After years of trying, she got funding for two full-time fingerprint analysts in this year's budget. But filling the slots has been hard because of the city's civil service rules.

Gibbons said she doesn't expect to hire anyone until the summer, "at which point,'' she noted, "the unit will have been closed for a year.''
Deputy Police Chief Howard Jordan, head of the department's investigations bureau, said investigators don't rely just on fingerprints to nail crooks, not with DNA evidence, ballistics and other tests now in use.

But those tests can take time. For instance, the crime lab spends at least three months processing a DNA sample -- a lot longer than the "CSI" television series would lead you to believe, Gibbons points out.

And Jordan acknowledges that the basics, like fingerprint analysis, are important.
"A department this size in a city this size with the volume of work we have ought to have a fully functional latent print examiner unit so we can better investigate cases,'' Jordan said. "It would make a difference.''

Window dressing: An open-collared and decidedly uninhibited San Francisco Mayor
Gavin Newsom and his flame du jour, 32-year-old Jennifer Siebel, made quite an impression when they showed up arm-in-arm the other night at the Panta Rei restaurant in North Beach.

Gregor Moore and Cindy Cantrell were finishing up a blind-date dinner when the new lovebirds strolled into the Columbus Avenue eatery. They watched as Newsom and Siebel sat down side-by-side at a window table in the front corner of the restaurant, and snuggled and smooched while feeding each other bites of pasta.

"She was sitting on his lap, and they were totally making out -- he was making a spectacle,'' said Moore, a 55-year-old mortgage broker who voted for Newsom three years ago.

Moore also said it seemed to him, from the mayor's loopy behavior, that he had had too much to drink.

"And this guy thinks he's going further in politics?'' Moore asked rhetorically.
Cantrell, 49, had a different take on the mayor's behavior.

"He was infatuated with his date,'' Cantrell said. "He was so enthralled with the
woman that the rest of the world didn't exist. Under the circumstances -- the mayor in a restaurant in North Beach on a Friday night at close to midnight -- it was perfectly appropriate. Frankly, I was envious -- mine wasn't going anywhere like that.

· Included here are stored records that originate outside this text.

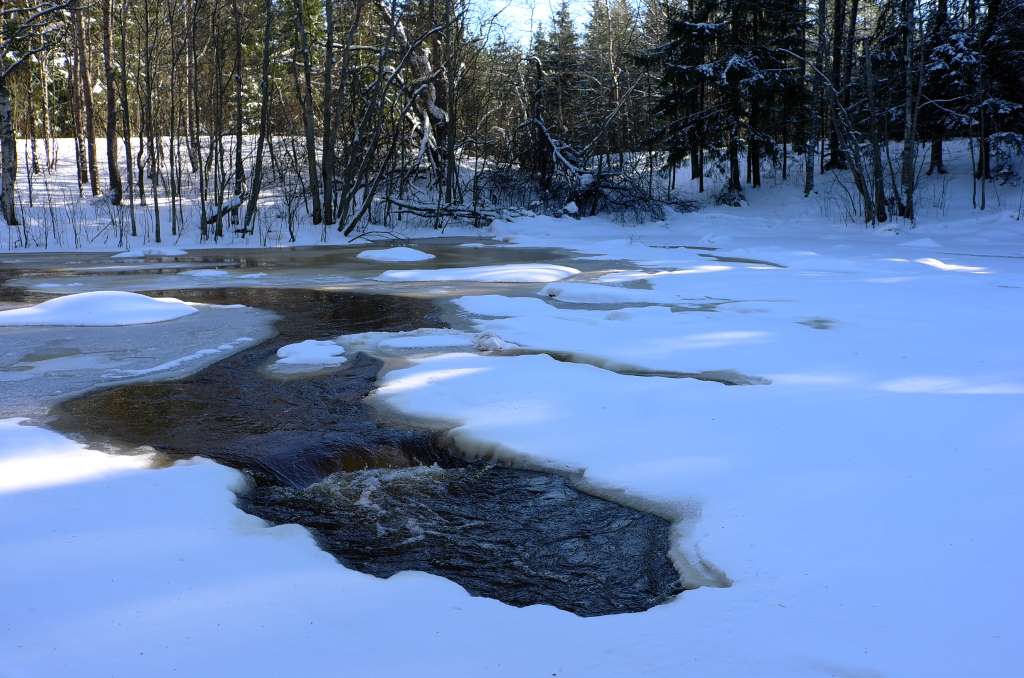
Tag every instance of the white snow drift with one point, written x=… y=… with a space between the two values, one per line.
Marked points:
x=98 y=309
x=394 y=254
x=512 y=272
x=311 y=352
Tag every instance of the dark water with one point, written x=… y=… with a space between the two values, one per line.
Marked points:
x=379 y=498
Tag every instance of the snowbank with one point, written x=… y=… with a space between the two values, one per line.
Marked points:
x=98 y=308
x=204 y=272
x=311 y=352
x=394 y=254
x=513 y=272
x=150 y=251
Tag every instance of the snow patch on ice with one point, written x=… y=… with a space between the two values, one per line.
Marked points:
x=150 y=251
x=184 y=359
x=942 y=265
x=204 y=272
x=98 y=309
x=33 y=459
x=512 y=272
x=311 y=353
x=394 y=254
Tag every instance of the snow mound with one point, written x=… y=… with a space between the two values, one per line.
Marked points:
x=512 y=272
x=150 y=251
x=204 y=272
x=591 y=293
x=311 y=352
x=394 y=254
x=921 y=242
x=944 y=265
x=98 y=309
x=428 y=341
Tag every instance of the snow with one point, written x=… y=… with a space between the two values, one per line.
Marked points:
x=98 y=308
x=35 y=459
x=311 y=352
x=942 y=265
x=513 y=272
x=854 y=510
x=394 y=254
x=205 y=272
x=203 y=353
x=150 y=251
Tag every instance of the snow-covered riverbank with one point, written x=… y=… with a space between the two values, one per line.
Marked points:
x=859 y=496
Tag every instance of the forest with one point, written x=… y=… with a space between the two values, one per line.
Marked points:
x=353 y=115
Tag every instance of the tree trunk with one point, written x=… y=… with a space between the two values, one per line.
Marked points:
x=8 y=158
x=113 y=172
x=307 y=111
x=880 y=212
x=327 y=166
x=264 y=116
x=909 y=142
x=85 y=86
x=150 y=128
x=816 y=103
x=836 y=160
x=126 y=114
x=240 y=171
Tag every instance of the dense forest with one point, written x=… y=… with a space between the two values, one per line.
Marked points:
x=361 y=112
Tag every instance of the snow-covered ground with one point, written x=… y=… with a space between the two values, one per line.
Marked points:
x=851 y=510
x=98 y=308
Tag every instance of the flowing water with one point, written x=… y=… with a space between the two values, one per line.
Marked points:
x=381 y=498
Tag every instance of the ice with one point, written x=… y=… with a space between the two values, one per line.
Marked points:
x=394 y=254
x=150 y=251
x=98 y=308
x=513 y=272
x=311 y=352
x=205 y=272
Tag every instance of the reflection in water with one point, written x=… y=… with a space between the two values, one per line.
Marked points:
x=383 y=499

"If (Newsom) was drunk, he was intoxicated with her love -- like any two people when they are newly in love.''

Whatever the case, Moore refused to let the matter pass quietly. Leaving the restaurant, he walked past the mayor's waiting driver and told him, "You better get him home.''

Newsom spokesman Peter Ragone's take?
"Mr. Moore is wrong," Ragone said. "The mayor had a glass of wine and some pizza with his friend after being at a charity event at 'Beach Blanket Babylon.' ''
As for Cantrell, Ragone said: "She sounds like a wonderful person, and hope she stays and votes in San Francisco.''

Oh. In case you're wondering -- Moore and Cantrell's first date apparently was their last.